Consider the following:
- Read the ID column into the R script as a string, especially for the ID values from the Proteins table. (As shown in earlier, the ID columns exported from any table in Proteome Discoverer are exported with quotes around them.) If the columns are in a numeric value, it can lead to inaccurately importing them to the script. Inaccurately importing columns into the script has downstream consequences when to importing results back into the application.

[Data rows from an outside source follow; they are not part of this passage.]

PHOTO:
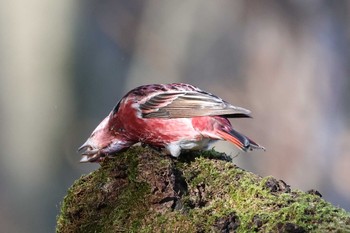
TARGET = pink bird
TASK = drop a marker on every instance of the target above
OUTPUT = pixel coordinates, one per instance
(173, 117)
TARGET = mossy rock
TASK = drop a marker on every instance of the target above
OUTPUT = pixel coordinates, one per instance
(142, 191)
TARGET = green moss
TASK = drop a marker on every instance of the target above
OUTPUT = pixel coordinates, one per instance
(142, 191)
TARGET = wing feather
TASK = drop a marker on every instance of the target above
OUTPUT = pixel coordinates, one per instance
(184, 104)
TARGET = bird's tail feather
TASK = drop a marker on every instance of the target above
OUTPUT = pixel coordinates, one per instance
(240, 140)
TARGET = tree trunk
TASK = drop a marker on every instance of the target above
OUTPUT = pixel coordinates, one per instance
(142, 191)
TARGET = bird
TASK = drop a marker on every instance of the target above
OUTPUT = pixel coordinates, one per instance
(173, 117)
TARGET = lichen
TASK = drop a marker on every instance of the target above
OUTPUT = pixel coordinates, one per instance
(142, 191)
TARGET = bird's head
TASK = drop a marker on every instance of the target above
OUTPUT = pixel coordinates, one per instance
(104, 141)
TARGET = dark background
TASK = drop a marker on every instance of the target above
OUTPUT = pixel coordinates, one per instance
(65, 64)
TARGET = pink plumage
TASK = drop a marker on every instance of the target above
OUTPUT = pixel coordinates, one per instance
(174, 117)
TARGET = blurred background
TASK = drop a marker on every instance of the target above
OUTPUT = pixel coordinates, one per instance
(65, 64)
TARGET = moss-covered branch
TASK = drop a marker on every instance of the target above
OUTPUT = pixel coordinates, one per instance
(142, 191)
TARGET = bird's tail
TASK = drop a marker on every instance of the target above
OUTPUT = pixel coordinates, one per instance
(241, 141)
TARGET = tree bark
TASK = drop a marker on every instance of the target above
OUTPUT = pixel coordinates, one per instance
(142, 191)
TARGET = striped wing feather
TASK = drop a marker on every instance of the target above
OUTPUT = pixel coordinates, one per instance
(189, 104)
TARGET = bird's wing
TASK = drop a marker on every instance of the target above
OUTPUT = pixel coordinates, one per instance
(183, 104)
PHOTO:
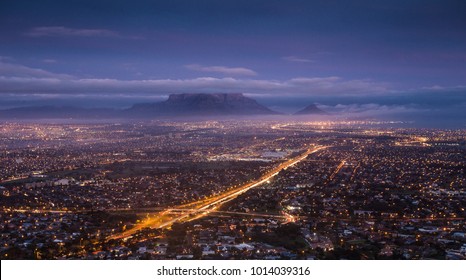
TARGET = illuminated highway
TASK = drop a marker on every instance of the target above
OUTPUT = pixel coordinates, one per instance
(200, 208)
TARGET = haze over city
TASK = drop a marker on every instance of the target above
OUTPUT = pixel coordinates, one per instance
(363, 58)
(291, 130)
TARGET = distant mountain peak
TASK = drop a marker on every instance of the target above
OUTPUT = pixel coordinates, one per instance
(312, 109)
(197, 104)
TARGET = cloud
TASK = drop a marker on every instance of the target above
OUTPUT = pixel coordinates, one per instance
(48, 60)
(234, 71)
(20, 79)
(61, 31)
(297, 59)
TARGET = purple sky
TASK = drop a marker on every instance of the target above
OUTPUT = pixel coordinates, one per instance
(283, 53)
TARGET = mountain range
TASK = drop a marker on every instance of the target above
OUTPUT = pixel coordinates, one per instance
(177, 105)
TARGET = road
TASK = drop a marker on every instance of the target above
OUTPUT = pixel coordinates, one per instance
(200, 208)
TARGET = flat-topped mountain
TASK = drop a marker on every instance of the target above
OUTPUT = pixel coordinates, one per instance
(202, 104)
(311, 110)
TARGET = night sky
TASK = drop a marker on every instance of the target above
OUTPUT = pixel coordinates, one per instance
(352, 55)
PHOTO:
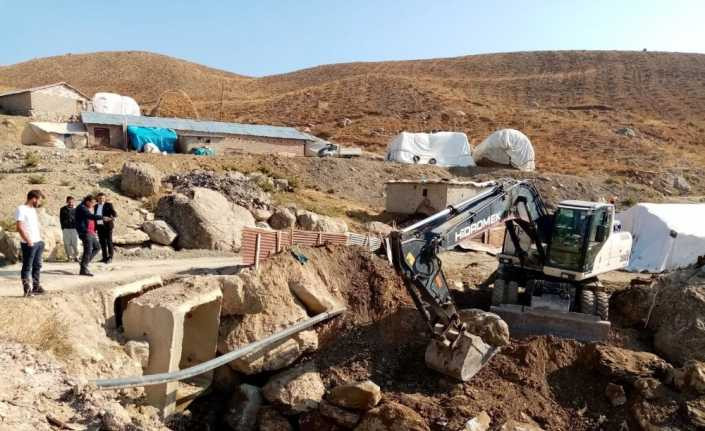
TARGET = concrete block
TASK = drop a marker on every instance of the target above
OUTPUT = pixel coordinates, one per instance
(115, 298)
(180, 322)
(525, 321)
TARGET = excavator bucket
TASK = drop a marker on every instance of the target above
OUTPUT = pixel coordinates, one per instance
(461, 360)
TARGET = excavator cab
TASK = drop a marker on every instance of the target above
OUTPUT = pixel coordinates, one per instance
(580, 229)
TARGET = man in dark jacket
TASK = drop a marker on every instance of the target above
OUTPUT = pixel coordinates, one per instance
(105, 228)
(86, 227)
(67, 217)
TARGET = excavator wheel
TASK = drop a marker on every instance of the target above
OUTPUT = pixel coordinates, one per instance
(587, 302)
(602, 300)
(498, 291)
(511, 294)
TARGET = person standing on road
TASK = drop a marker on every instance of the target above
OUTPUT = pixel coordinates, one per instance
(67, 217)
(105, 227)
(27, 223)
(86, 228)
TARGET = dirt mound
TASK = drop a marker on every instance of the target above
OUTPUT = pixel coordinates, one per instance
(235, 186)
(672, 309)
(175, 103)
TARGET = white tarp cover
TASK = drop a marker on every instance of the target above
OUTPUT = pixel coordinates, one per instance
(664, 236)
(110, 103)
(441, 148)
(57, 135)
(507, 147)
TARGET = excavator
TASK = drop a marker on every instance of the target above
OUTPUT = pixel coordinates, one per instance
(548, 265)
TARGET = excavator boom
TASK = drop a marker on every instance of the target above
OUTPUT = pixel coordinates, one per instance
(414, 252)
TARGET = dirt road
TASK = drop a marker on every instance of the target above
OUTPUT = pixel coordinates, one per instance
(61, 276)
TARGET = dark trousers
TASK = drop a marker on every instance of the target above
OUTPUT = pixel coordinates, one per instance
(32, 261)
(90, 249)
(105, 236)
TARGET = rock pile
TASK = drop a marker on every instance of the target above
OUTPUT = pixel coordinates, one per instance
(204, 219)
(672, 308)
(237, 188)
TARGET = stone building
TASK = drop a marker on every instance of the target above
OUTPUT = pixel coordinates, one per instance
(53, 102)
(225, 138)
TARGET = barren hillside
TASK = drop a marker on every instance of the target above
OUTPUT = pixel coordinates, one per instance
(569, 103)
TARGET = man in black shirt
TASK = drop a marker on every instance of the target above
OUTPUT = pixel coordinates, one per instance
(105, 227)
(67, 217)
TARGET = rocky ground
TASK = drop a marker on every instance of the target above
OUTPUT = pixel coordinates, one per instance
(176, 206)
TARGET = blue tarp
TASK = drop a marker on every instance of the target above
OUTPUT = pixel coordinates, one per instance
(164, 139)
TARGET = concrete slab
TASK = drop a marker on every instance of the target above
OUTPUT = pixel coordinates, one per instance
(64, 276)
(115, 299)
(524, 321)
(180, 322)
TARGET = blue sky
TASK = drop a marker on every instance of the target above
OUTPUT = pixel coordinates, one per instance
(264, 37)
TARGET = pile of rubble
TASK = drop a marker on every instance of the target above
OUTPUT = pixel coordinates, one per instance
(244, 190)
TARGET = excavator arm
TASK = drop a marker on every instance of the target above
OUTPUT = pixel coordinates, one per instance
(415, 249)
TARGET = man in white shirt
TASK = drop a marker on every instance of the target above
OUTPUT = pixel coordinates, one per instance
(27, 222)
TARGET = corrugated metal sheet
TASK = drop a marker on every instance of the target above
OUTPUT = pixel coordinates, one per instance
(272, 241)
(184, 124)
(41, 87)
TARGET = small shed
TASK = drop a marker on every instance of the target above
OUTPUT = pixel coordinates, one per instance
(665, 237)
(111, 130)
(53, 102)
(57, 135)
(428, 196)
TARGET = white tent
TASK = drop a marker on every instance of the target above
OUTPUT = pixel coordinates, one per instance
(442, 149)
(110, 103)
(57, 135)
(507, 147)
(665, 236)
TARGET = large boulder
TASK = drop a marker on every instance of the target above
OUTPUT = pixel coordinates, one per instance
(360, 396)
(130, 237)
(691, 377)
(282, 218)
(243, 408)
(239, 297)
(159, 231)
(392, 416)
(308, 220)
(140, 179)
(279, 310)
(625, 366)
(673, 308)
(205, 219)
(297, 390)
(488, 326)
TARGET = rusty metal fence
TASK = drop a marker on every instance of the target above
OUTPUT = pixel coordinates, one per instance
(260, 244)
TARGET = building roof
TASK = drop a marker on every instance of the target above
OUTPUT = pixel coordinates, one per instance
(187, 125)
(445, 181)
(41, 87)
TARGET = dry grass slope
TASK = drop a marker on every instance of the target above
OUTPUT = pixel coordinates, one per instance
(570, 102)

- Use the rjsonio library to import the JSON files into the script. The two other JSON libraries available at the time of software release, jsonlite and rjson, either modify the structure of the JSON object or add extraneous characters. These libraries produce node_response.json files that cannot be recognized by the application without custom modification,
When using the rjsonio library, make sure that the format of the node_response.json file matches that of the node_args.json file. When using this library, the following code snippet reads the node_args.json file and writes out the JSON structure to node_response.json:
library(RJSONIO)
fileConn <- file(inputFile) # inputFile is the full path of the node_args.json file
nodeArgs <- readLines(fileConn)
nodeArgs <-paste(nodeArgs, collapse = "\n")
nodeArgs <- gsub("\u00A0", "", nodeArgs)
close(fileConn)
PD_json_in <- fromJSON(nodeArgs, simplify=F)
responseJSON <- toJSON(PD_json_out, indent=3)
jsonfileconn <- file(jsonOutFile) # jsonOutFile is the full path of the node_response.json file. This needs to be in the same folder as node_args.json
writeLines(responseJSON, jsonfileconn)
close (jsonfileconn)
For a suitable example template script, which follows these and other suggested guidelines, refer to the ProteinStartsWith.R script in the application media.